Riuscirà la Be. Fana a non finire come la Klauss?

Se tutta questa storia vi risulta familiare è perché Zerocalcare qui, servendosi di famosissimi personaggi immaginari, traccia la storia politica e sociale italiana degli ultimi 60 anni: dagli scontri operai del ’68, agli Anni di piombo fino agli sbarchi clandestini dei migranti, al G8 di Genova e alle recenti proteste dei rider. Tutti questi decenni, alla fine, risultano accomunati da violenza, ipocrisia verso il prossimo e ingiustizia sociale. La causa di tutto, secondo Zerocalcare, sta nel materialismo, nell’avidità del consumatore che ogni giorno pretende prodotti sempre più innovativi e in quella del produttore che, pur di guadagnare più del dovuto, ricorre a soluzioni impensabili. Questo atteggiamento ha due effetti: rende difficile la vita del lavoratore e genera scontri socio-politici.

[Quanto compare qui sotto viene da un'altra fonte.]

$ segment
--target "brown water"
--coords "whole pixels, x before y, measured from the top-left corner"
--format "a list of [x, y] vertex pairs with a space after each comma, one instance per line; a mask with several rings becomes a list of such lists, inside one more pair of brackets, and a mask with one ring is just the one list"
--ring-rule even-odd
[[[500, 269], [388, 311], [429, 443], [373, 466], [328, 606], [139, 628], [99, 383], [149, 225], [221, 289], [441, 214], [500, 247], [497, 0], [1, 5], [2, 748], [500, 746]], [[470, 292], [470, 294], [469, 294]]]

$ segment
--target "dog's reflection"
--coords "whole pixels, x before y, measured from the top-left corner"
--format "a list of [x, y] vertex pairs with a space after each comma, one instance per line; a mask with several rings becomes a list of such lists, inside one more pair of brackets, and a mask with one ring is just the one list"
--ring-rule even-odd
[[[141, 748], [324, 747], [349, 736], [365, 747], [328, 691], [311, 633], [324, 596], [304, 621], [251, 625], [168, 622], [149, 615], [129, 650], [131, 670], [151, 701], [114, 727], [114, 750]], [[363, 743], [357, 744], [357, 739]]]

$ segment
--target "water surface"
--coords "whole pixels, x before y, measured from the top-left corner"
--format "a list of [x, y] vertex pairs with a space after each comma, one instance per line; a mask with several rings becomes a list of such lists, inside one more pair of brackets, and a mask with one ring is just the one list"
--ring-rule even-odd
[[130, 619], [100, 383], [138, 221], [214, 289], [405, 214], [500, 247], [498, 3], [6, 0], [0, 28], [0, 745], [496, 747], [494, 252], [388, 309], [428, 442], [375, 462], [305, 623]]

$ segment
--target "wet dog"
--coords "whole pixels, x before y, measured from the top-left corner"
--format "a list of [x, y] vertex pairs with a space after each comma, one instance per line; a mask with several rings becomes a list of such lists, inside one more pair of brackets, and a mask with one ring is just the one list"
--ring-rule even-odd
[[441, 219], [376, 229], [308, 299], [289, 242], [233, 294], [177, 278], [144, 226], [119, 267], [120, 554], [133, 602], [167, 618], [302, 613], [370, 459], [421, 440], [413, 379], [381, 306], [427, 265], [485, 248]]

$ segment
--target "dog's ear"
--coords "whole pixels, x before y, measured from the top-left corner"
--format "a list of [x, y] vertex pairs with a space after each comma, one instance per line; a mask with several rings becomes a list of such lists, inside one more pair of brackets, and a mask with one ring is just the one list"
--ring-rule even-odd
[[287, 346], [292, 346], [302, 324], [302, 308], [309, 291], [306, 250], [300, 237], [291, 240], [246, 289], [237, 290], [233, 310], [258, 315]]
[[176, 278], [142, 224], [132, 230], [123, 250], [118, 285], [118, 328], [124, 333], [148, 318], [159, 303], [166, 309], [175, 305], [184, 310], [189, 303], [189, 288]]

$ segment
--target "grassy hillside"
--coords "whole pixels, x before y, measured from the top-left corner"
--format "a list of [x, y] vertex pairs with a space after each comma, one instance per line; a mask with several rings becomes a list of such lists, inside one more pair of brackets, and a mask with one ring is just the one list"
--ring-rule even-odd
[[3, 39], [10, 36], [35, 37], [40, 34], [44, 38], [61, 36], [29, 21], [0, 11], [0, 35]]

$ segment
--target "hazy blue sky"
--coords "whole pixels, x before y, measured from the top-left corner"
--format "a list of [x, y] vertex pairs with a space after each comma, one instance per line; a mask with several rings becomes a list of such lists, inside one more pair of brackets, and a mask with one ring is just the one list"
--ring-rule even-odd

Ovviamente, in un clima di tensione i beni prodotti perdono tutta la loro bellezza. Zerocalcare non sceglie a caso i giocattoli natalizi: sono gli oggetti in assoluto più legati all’ infanzia e, quindi, alla fantasia. Se tutti quelli che ci lavorano attorno sono però occupati ad uccidersi l’un l’altro, perdono quell’alone di magia che li caratterizza: da regali che portano allegria diventano dei veri e propri strumenti di scontro e morte. Nella novel Babbo Natale è costretto a ricorrere alla contraffazione pur di stare al passo delle avide logiche di mercato, ma la sua stessa morte, metaforicamente, indica che, in realtà, in un mondo del genere ormai lui non ha più spazio. In una società violenta e avida come quella della novel, un personaggio positivo, portatore di gioia e speranza per i più piccoli, non può esistere se non incattivendosi. Nella realtà, anche noi, con tutti gli eventi a cui la novel si ispira, abbiamo ucciso l’immaginazione, abbiamo ucciso Babbo Natale.